The bane of Ray’s existence is his feckless cousin Freddie, a charming junkie who worships Debbie Reynolds and whose need for a fix lands him and, as a consequence, Ray in sometimes spectacular trouble. Freddie disappears for long periods and Ray wonders and worries what he is up to before receiving the inevitable phone call or visit from Freddie that puts previous troubles in the shade.

Ray finds himself becoming a fence for stolen goods like jewellery and expensive watches and, soon enough, his business starts to thrive.
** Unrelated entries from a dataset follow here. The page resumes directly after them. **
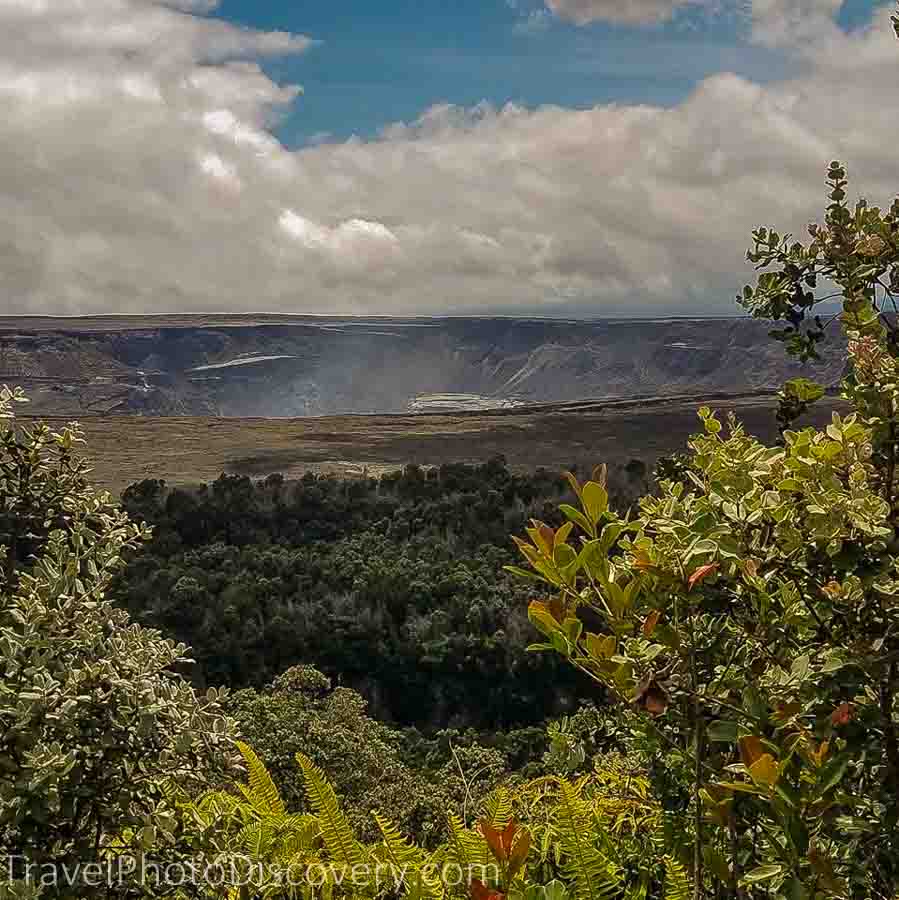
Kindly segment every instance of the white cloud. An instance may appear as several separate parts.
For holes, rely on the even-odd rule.
[[[769,46],[813,48],[813,52],[841,46],[843,34],[834,17],[843,0],[752,0],[752,36]]]
[[[872,199],[896,187],[887,10],[845,35],[810,8],[812,44],[795,3],[758,0],[756,39],[803,57],[781,84],[440,105],[294,153],[268,129],[296,91],[253,58],[306,40],[211,8],[0,0],[4,312],[729,313],[751,228],[801,230],[830,159]]]
[[[746,19],[758,43],[796,46],[839,34],[834,17],[845,0],[545,0],[542,12],[575,25],[610,22],[655,25],[686,9],[716,15],[729,11]],[[518,8],[513,4],[513,8]]]
[[[279,222],[301,247],[312,251],[319,262],[337,273],[356,272],[364,277],[389,266],[400,250],[397,236],[380,222],[347,219],[329,227],[312,222],[292,209],[285,210]]]
[[[667,22],[685,6],[707,4],[708,0],[546,0],[547,9],[575,25],[650,25]]]

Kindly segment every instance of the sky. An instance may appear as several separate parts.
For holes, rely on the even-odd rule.
[[[0,312],[734,314],[895,196],[893,11],[0,0]]]

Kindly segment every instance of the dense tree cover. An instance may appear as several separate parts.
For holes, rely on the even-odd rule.
[[[623,506],[646,468],[633,461],[616,476]],[[361,691],[382,719],[541,722],[572,708],[578,679],[526,652],[528,590],[502,567],[514,559],[510,532],[559,519],[567,490],[502,459],[379,480],[145,481],[123,502],[154,538],[114,594],[190,644],[201,685],[260,687],[305,663]]]

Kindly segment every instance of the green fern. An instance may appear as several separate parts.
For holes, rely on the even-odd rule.
[[[250,780],[249,786],[238,784],[238,790],[260,816],[284,816],[287,813],[284,801],[262,760],[248,744],[243,741],[235,741],[235,743],[247,764],[247,774]]]
[[[494,866],[487,841],[458,816],[449,817],[448,842],[429,854],[375,814],[382,840],[367,847],[356,839],[328,779],[307,756],[298,753],[296,759],[314,815],[290,815],[261,760],[245,744],[238,748],[249,772],[249,784],[237,785],[241,797],[209,793],[192,810],[206,825],[226,824],[233,846],[251,858],[299,872],[316,862],[326,864],[332,876],[328,891],[347,888],[349,882],[342,879],[355,866],[386,862],[402,877],[401,885],[391,884],[388,890],[396,890],[404,900],[447,900],[448,889],[432,874],[441,865],[457,866],[469,877],[494,883],[487,874]],[[493,827],[504,827],[513,813],[528,824],[536,852],[521,873],[525,886],[561,875],[567,883],[566,900],[646,900],[648,884],[659,874],[654,860],[661,854],[650,852],[651,862],[639,866],[638,877],[629,879],[627,872],[635,860],[646,858],[641,848],[654,846],[659,811],[642,791],[622,790],[622,783],[625,788],[630,784],[630,773],[623,775],[610,768],[605,778],[586,775],[571,781],[549,776],[499,788],[487,797],[481,814]],[[377,885],[374,893],[382,893],[382,888]],[[350,892],[374,896],[367,888]],[[665,900],[689,900],[689,893],[683,867],[666,859]]]
[[[507,787],[498,787],[484,799],[484,818],[494,828],[505,828],[512,818],[515,795]]]
[[[575,900],[611,900],[625,889],[621,867],[597,846],[594,812],[578,787],[559,778],[557,835],[562,847],[562,872]]]
[[[318,818],[325,849],[337,863],[364,865],[367,857],[365,848],[356,840],[324,772],[308,756],[297,753],[296,758],[306,782],[309,803]]]
[[[690,900],[693,888],[687,869],[673,856],[665,857],[665,900]]]
[[[463,871],[477,871],[490,864],[490,848],[480,832],[466,828],[462,820],[451,815],[448,820],[450,839],[444,848],[444,860]]]
[[[207,791],[196,803],[188,805],[188,809],[204,825],[209,825],[216,819],[238,816],[241,813],[241,807],[241,801],[225,791]]]
[[[274,855],[275,831],[269,822],[248,822],[237,834],[238,846],[254,859],[271,859]]]
[[[321,827],[315,816],[288,816],[281,828],[281,852],[286,857],[311,853],[321,837]]]
[[[425,874],[430,856],[420,847],[407,841],[392,822],[374,813],[375,822],[384,838],[384,855],[395,872],[403,875],[403,889],[408,900],[440,900],[444,895],[442,882]]]
[[[649,890],[647,878],[641,878],[636,884],[632,884],[624,894],[624,900],[646,900]]]
[[[415,846],[415,844],[410,843],[403,837],[399,828],[393,822],[390,822],[383,816],[379,816],[377,813],[372,813],[372,815],[381,832],[381,836],[384,838],[384,849],[387,852],[387,857],[397,868],[419,865],[427,858],[427,855],[420,847]]]
[[[269,817],[248,822],[238,833],[243,850],[256,859],[283,862],[308,858],[319,836],[315,816]]]

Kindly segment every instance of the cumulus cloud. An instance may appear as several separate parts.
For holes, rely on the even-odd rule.
[[[255,60],[308,39],[212,7],[0,0],[4,312],[727,314],[751,228],[801,230],[830,159],[872,199],[895,189],[887,10],[844,34],[818,4],[810,45],[795,3],[757,2],[756,39],[803,56],[779,84],[439,105],[291,152],[270,128],[296,89]]]

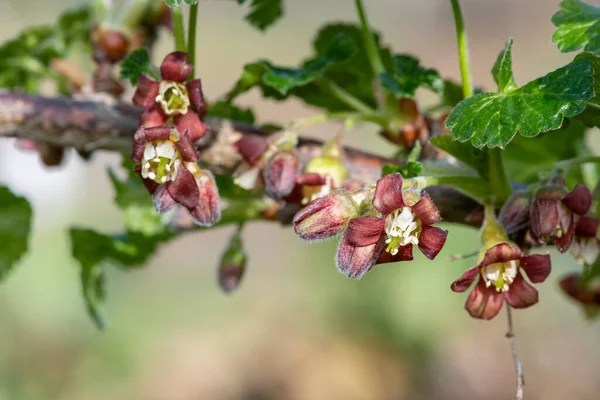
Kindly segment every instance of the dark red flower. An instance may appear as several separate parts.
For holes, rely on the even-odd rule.
[[[578,273],[571,273],[560,280],[562,291],[584,306],[600,307],[600,282],[586,282]]]
[[[538,291],[525,281],[521,269],[532,283],[544,282],[550,275],[550,256],[523,256],[518,248],[502,242],[488,248],[479,264],[454,281],[451,289],[464,292],[479,276],[465,309],[473,318],[492,319],[500,312],[504,300],[514,308],[538,302]]]
[[[158,212],[169,211],[175,204],[186,207],[200,225],[212,225],[220,217],[218,192],[212,175],[198,168],[199,156],[186,133],[174,127],[140,128],[133,139],[131,159],[136,171],[152,194]],[[210,196],[206,193],[208,187]],[[211,211],[209,218],[205,209]]]
[[[564,253],[573,242],[574,216],[585,215],[591,205],[592,194],[585,185],[577,184],[571,193],[558,185],[541,188],[531,205],[531,231]]]
[[[441,221],[439,210],[427,192],[403,191],[402,182],[400,174],[378,180],[373,207],[382,216],[348,223],[337,256],[338,268],[348,277],[360,278],[375,264],[412,260],[413,245],[430,260],[444,246],[448,232],[431,226]]]
[[[600,219],[577,217],[575,223],[575,238],[569,251],[577,262],[592,265],[600,254]]]
[[[146,75],[140,77],[133,104],[146,108],[140,117],[141,127],[162,126],[173,118],[177,130],[187,130],[192,142],[204,136],[207,128],[200,120],[206,113],[202,83],[200,79],[185,83],[192,68],[188,54],[176,51],[160,65],[160,82]]]

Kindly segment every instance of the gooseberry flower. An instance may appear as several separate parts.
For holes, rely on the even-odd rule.
[[[560,280],[562,291],[576,302],[600,310],[600,282],[586,282],[579,273],[571,273]]]
[[[413,246],[433,260],[444,246],[448,232],[431,226],[441,221],[439,210],[427,192],[403,191],[402,183],[400,174],[379,179],[372,204],[382,216],[349,221],[337,253],[346,276],[358,279],[375,264],[412,260]]]
[[[240,232],[236,231],[219,262],[217,280],[225,293],[233,293],[238,288],[244,276],[247,260]]]
[[[140,76],[133,104],[146,108],[140,116],[141,127],[163,126],[173,118],[177,130],[187,130],[192,142],[204,136],[207,128],[200,120],[206,112],[202,84],[200,79],[185,83],[192,68],[188,54],[176,51],[160,65],[160,82]]]
[[[307,204],[342,187],[348,176],[342,156],[343,149],[340,139],[335,137],[323,146],[320,156],[311,159],[306,164],[302,174],[304,177],[296,179],[296,185],[301,186],[302,190],[302,204]]]
[[[550,275],[549,255],[524,256],[506,242],[498,243],[480,255],[479,263],[454,281],[454,292],[466,291],[479,280],[467,297],[465,309],[473,318],[492,319],[504,300],[514,308],[526,308],[538,302],[538,291],[521,274],[524,270],[532,283],[541,283]]]
[[[180,204],[196,223],[218,221],[218,191],[210,172],[201,170],[198,152],[187,135],[174,127],[140,128],[133,139],[131,159],[152,194],[155,208],[164,213]],[[208,217],[207,217],[208,215]]]
[[[578,217],[575,223],[575,238],[569,251],[577,262],[592,265],[600,254],[600,220],[591,217]]]
[[[591,205],[592,194],[583,184],[568,194],[563,186],[541,188],[531,205],[531,231],[538,240],[554,242],[564,253],[573,242],[574,216],[587,214]]]

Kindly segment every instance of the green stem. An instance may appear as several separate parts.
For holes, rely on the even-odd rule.
[[[190,7],[190,19],[188,23],[188,54],[190,62],[194,66],[191,79],[194,79],[196,72],[196,26],[198,21],[198,3]]]
[[[424,189],[428,186],[449,185],[461,193],[473,198],[474,200],[485,203],[489,198],[489,191],[486,182],[476,176],[418,176],[416,178],[405,179],[402,188],[408,189],[416,186],[417,190]]]
[[[489,150],[490,163],[490,187],[494,194],[496,203],[502,204],[509,198],[512,189],[510,182],[504,171],[504,162],[502,160],[502,150],[495,147]]]
[[[373,32],[371,32],[371,28],[369,27],[369,21],[367,20],[362,0],[355,0],[355,3],[356,11],[358,11],[358,18],[360,19],[360,25],[362,26],[367,57],[371,63],[371,68],[373,68],[373,73],[375,73],[376,76],[379,76],[379,74],[385,72],[385,67],[383,66],[383,61],[381,61],[381,55],[379,54],[377,43],[375,43],[375,37],[373,37]]]
[[[298,129],[302,127],[307,127],[315,124],[321,124],[329,121],[339,121],[339,120],[352,120],[355,122],[359,121],[368,121],[378,124],[380,126],[385,126],[388,123],[387,118],[383,115],[374,113],[374,114],[363,114],[360,112],[332,112],[325,114],[317,114],[308,118],[302,118],[296,121],[292,121],[290,127],[293,129]]]
[[[559,169],[569,169],[587,163],[600,163],[600,156],[585,156],[579,158],[572,158],[570,160],[559,161],[555,164],[555,166]]]
[[[463,21],[459,0],[450,0],[456,25],[456,41],[458,43],[458,57],[460,62],[460,75],[462,78],[463,94],[465,98],[473,95],[473,80],[469,65],[469,45],[467,43],[467,30]]]
[[[183,32],[183,14],[181,13],[181,7],[175,7],[171,10],[173,13],[173,36],[175,38],[175,50],[186,51],[185,34]]]
[[[319,78],[315,82],[321,88],[321,90],[331,94],[350,108],[353,108],[362,114],[377,113],[377,111],[369,107],[368,104],[363,103],[361,100],[357,99],[351,93],[347,92],[341,86],[338,86],[336,83],[330,81],[329,79]]]
[[[150,1],[149,0],[129,0],[119,11],[116,18],[117,26],[133,31],[139,25],[146,13]]]

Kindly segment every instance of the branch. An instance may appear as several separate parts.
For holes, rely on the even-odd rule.
[[[49,98],[0,91],[0,137],[31,139],[58,147],[73,147],[90,153],[96,150],[131,151],[133,133],[142,109],[126,104],[106,104],[71,98]],[[208,134],[196,143],[201,163],[217,173],[231,173],[239,156],[233,144],[243,135],[269,136],[272,132],[252,125],[206,118]],[[300,138],[297,152],[303,164],[321,152],[322,141]],[[397,160],[344,148],[349,178],[361,184],[374,183],[385,164]],[[445,186],[427,192],[447,222],[480,226],[479,203]]]
[[[512,349],[513,361],[515,363],[515,370],[517,373],[517,393],[515,394],[515,400],[523,400],[523,387],[525,386],[525,376],[523,375],[523,365],[519,359],[519,352],[517,350],[517,339],[515,337],[515,331],[513,328],[512,310],[510,306],[506,305],[506,315],[508,316],[508,332],[506,337],[510,342]]]

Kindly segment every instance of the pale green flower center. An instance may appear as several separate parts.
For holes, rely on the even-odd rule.
[[[167,115],[186,114],[190,106],[188,91],[179,82],[161,81],[156,102]]]
[[[507,292],[510,284],[514,282],[518,270],[519,266],[516,260],[486,265],[483,267],[485,286],[494,285],[497,292]]]
[[[409,207],[394,211],[385,218],[386,251],[395,256],[401,246],[419,244],[420,221]]]
[[[181,166],[181,154],[170,140],[146,144],[142,162],[142,177],[156,183],[175,180]]]

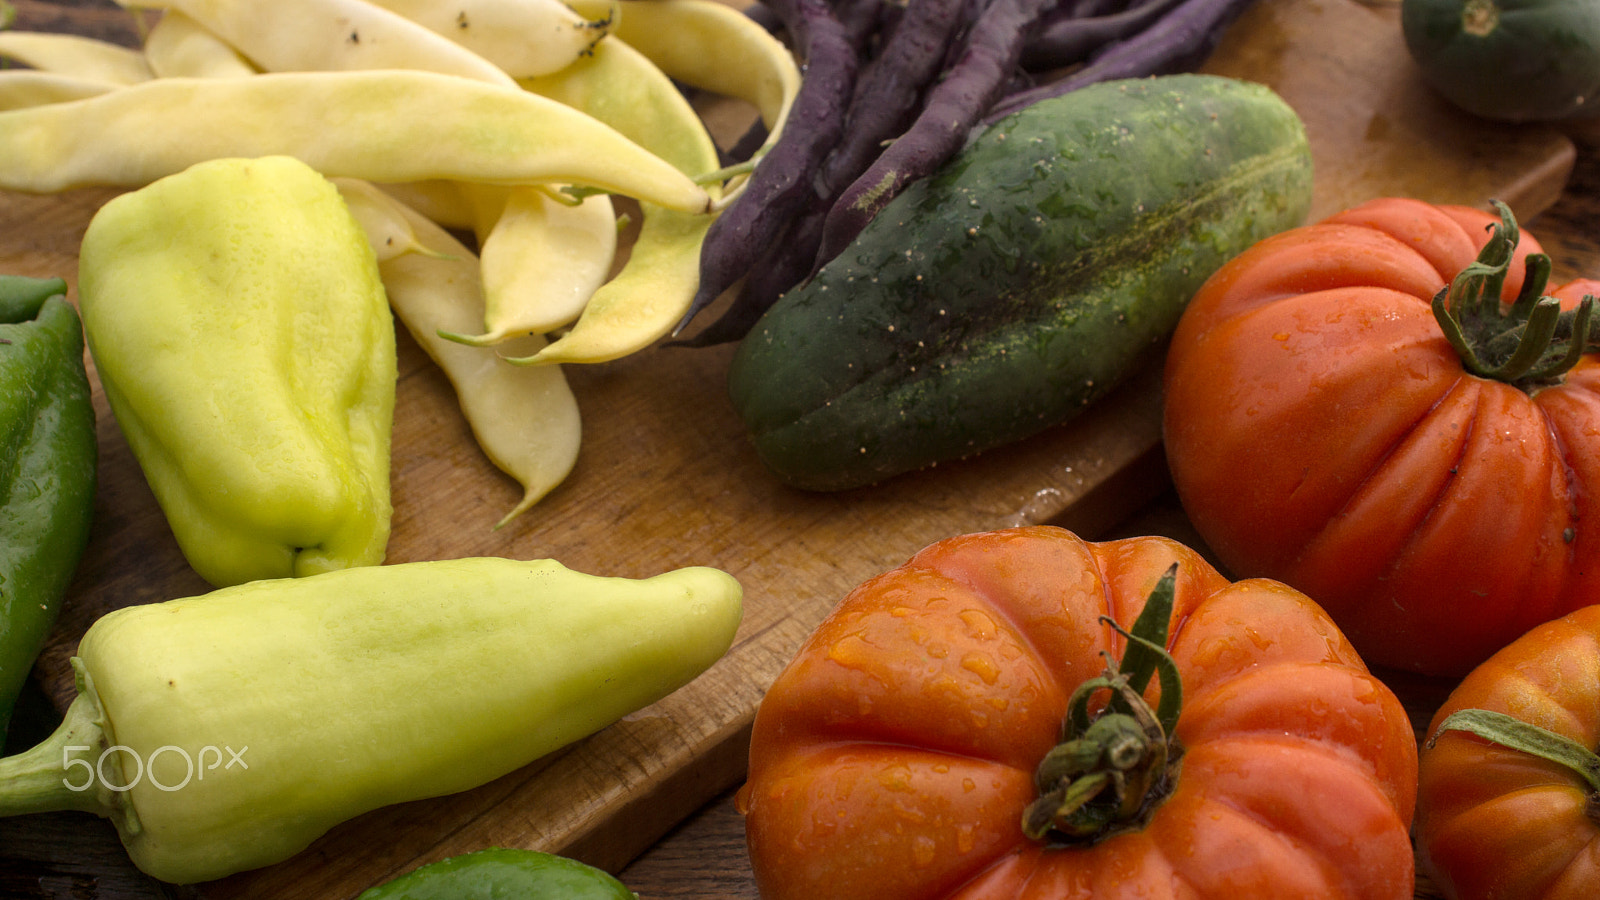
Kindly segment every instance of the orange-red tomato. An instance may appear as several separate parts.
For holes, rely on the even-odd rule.
[[[1499,221],[1389,198],[1269,238],[1200,290],[1167,358],[1200,535],[1234,575],[1313,597],[1373,665],[1461,675],[1600,596],[1600,357],[1553,384],[1479,377],[1430,306]],[[1538,251],[1524,233],[1506,300]]]
[[[1122,653],[1101,617],[1131,626],[1174,562],[1170,793],[1093,845],[1030,840],[1068,698]],[[845,597],[761,703],[739,802],[768,900],[1403,900],[1416,753],[1304,595],[1164,538],[1030,527],[939,542]]]
[[[1600,606],[1534,628],[1473,670],[1435,716],[1501,712],[1600,747]],[[1447,731],[1422,752],[1417,853],[1455,900],[1593,900],[1600,805],[1556,763]]]

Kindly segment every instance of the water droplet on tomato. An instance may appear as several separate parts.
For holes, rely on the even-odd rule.
[[[982,653],[968,653],[961,657],[961,668],[983,679],[984,684],[994,684],[1000,680],[1000,667],[994,660]]]
[[[961,621],[966,624],[968,633],[978,640],[992,641],[1000,633],[994,619],[981,609],[963,610]]]

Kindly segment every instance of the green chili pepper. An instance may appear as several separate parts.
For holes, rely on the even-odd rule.
[[[491,847],[413,869],[356,900],[638,900],[594,866],[537,850]]]
[[[94,407],[66,290],[0,275],[0,743],[93,518]]]
[[[89,223],[78,290],[106,399],[201,577],[383,561],[394,320],[332,183],[221,159],[123,194]]]
[[[661,699],[727,652],[739,583],[551,560],[362,566],[112,612],[61,726],[0,759],[0,815],[109,818],[187,884],[334,825],[484,784]]]

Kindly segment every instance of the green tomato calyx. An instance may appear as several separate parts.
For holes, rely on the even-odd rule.
[[[1131,632],[1101,617],[1127,639],[1127,649],[1115,667],[1108,655],[1105,674],[1079,685],[1068,700],[1061,743],[1040,761],[1039,796],[1023,812],[1030,839],[1084,846],[1135,831],[1172,792],[1183,753],[1174,736],[1183,685],[1164,648],[1177,568],[1161,577]],[[1161,679],[1155,709],[1144,698],[1152,675]],[[1090,702],[1103,691],[1110,700],[1091,714]]]
[[[1510,306],[1500,301],[1519,232],[1511,209],[1495,201],[1500,224],[1471,265],[1433,297],[1433,316],[1462,366],[1474,375],[1514,384],[1524,390],[1559,382],[1583,354],[1596,349],[1595,298],[1575,309],[1544,296],[1550,257],[1527,257],[1522,290]]]
[[[1448,731],[1466,732],[1565,766],[1588,785],[1584,814],[1590,821],[1600,824],[1600,755],[1593,750],[1565,735],[1490,709],[1463,709],[1451,713],[1428,738],[1427,746],[1433,747]]]

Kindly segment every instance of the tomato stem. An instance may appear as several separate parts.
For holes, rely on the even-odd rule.
[[[1445,338],[1474,375],[1527,389],[1559,381],[1591,349],[1595,298],[1562,310],[1544,296],[1550,257],[1530,253],[1522,290],[1504,307],[1500,301],[1520,232],[1510,207],[1495,201],[1500,224],[1493,226],[1478,258],[1433,298],[1433,316]]]
[[[1589,818],[1600,822],[1600,755],[1588,747],[1565,735],[1489,709],[1451,713],[1439,723],[1433,737],[1428,739],[1428,746],[1432,747],[1447,731],[1474,734],[1502,747],[1566,766],[1589,785],[1584,809]]]
[[[1040,761],[1034,777],[1039,796],[1023,813],[1029,838],[1092,844],[1142,827],[1171,793],[1182,755],[1174,731],[1183,683],[1165,649],[1177,570],[1173,564],[1162,575],[1131,632],[1101,617],[1127,641],[1122,661],[1113,667],[1107,654],[1105,673],[1079,685],[1067,701],[1061,743]],[[1161,680],[1154,710],[1144,699],[1151,676]],[[1102,691],[1111,699],[1091,715],[1090,703]]]

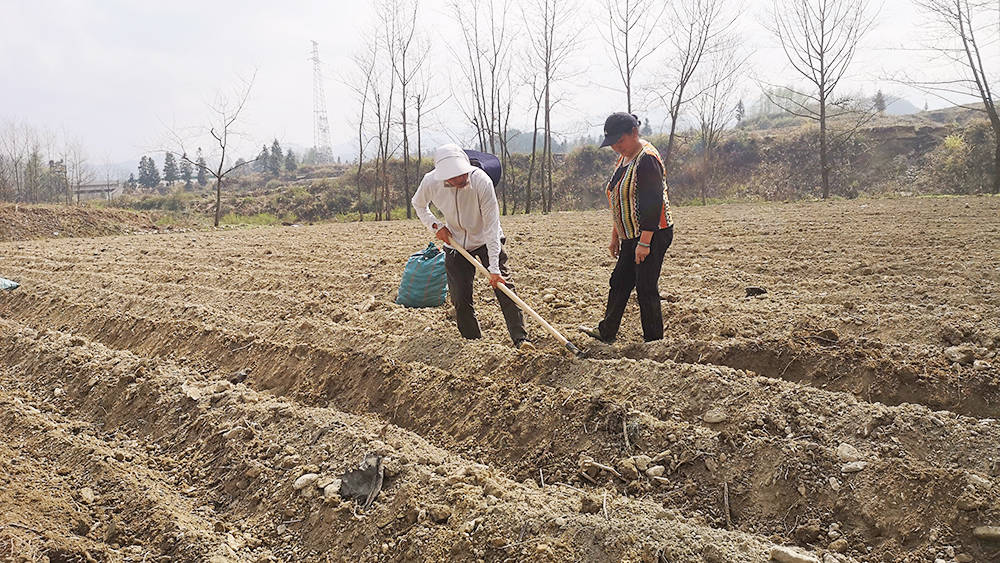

His store takes on the appearance of a salon, with new, up-todate furniture on offer at competitive prices. He has an extension built. He rents an apartment on Riverside Drive.

It becomes apparent, as the story progresses, that Colson Whitehead has a particular gift for nuance, even as the events he is describing threaten to be extreme. Ray somehow retains his essential goodness, not least in his dealings with Freddie, for whom he feels an unwavering, if exasperated, affection.

They were fatherless boys together, in the bad times, finding happiness wherever they could, and that is one memory Ray can’t shake off.

Harlem Shuffle would be a different book without the presence of this hopeful, unlucky chancer, who forms a friendship with a white drop-out named Linus Van Wyck, from an excessively wealthy family with a mansion on Park Avenue. They become inseparable, and Whitehead makes it clear, without emphasis, that Linus is enamoured of Freddie and sexually attracted to him.

They are companions in blissful distress, living in poky hotel rooms. They hatch up an improbable scheme, which they nearly pull off, to avail themselves of the Van Wyck realty millions, causing Ray to face the greatest and most dangerous challenge of his compromised life.

A short review can only hint at the subtle strengths of this exceptional novel, which is rich in detail of the way a section of American society lived half a century ago. Harlem Shuffle can be read on many levels. Freddie and the enigmatic strong man Pepper might almost be characters in one of the surrealist crime novels of the magisterial Chester Himes, the supreme chronicler of Harlem’s underworld.

Whitehead is never judgemental, which makes his depictions of class – that perennial blight on human affairs – absolutely convincing. Everything you wanted to know about 20th-century tastes in furnishing can be found in these pages. Elizabeth Carney works for a travel agency which tells its Negro clients which streets in which American cities it’s safe for them to walk along before a cop who is desperate for promotion arrests them for loitering with intent.

This is a historical novel with a living pulse.